Here’s the training report on Weights and Biases. The following report shows that the training loss decreased relatively smoothly as iterations passed.
Inference
Once the pre-training process is complete, we proceed with the inference stage to observe our model in action and evaluate its capabilities. As specified, the Trainer
will store the intermediate checkpoints in a designated directory called ./GPT2-scratch-openwebtext
. The most efficient approach to utilize the model involves leveraging the Transformers pipeline functionality, which automatically loads both the model and tokenizer, making them ready for text generation.
Below is the code snippet that establishes a pipeline object utilizing the pre-trained model alongside the tokenizer we defined in the preceding section. This pipeline enables text generation.
from transformers import pipeline
pipe = pipeline("text-generation",
model="./GPT2-scratch-openwebtext",
tokenizer=tokenizer,
device="cuda:0")
The pipeline object leverages the powerful Transformers .generate()
method internally, offering exceptional flexibility in managing the text generation process. (documentation) We can use methods like min_length
to define a minimum number of tokens to be generated, max_length
to limit the newly generated tokens, temperature
to control the generation process between randomness and most likely, and lastly, do_sample
to modify the completion process, switching between a greedy approach that always selects the most probable token and other sampling methods, such as beam search or diverse search. We only set the num_return_sequences
to limit the number of generated sequences.
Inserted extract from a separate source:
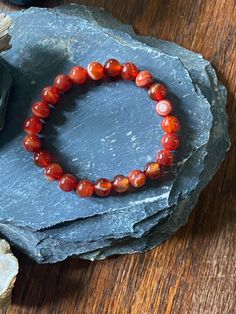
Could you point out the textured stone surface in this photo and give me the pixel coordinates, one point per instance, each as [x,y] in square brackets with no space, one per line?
[97,131]
[8,271]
txt = "The house prices dropped down"
completion = pipe(txt, num_return_sequences=1)
print(completion)
[{'generated_text': 'The house prices dropped down to 3.02% last year. While it was still in development, the housing market was still down. The recession hit on 3 years between 1998 and 2011. In fact, it slowed the amount of housing from 2013 to 2013'}]
The code will attempt to generate a completion for the given input sequence using the knowledge it has acquired from the training dataset. It aims to finish the following sequence: The house prices dropped down
while being relevant and contextually appropriate. Even with a brief training period, the model exhibits a good grasp of the language, generating grammatically correct and contextually coherent sentences.
Conclusion
Throughout this lesson, we gained an understanding of the fundamental steps required to train your own language model. The steps involve loading the relevant training data, defining the architecture, scaling it up as per your requirements, and, finally, commencing the training process. As previously discussed, there is no need to train a language model from scratch in many cases. In the upcoming module, we will cover the fine-tuning process in greater detail, enabling you to harness the capabilities of existing powerful models for specific use cases.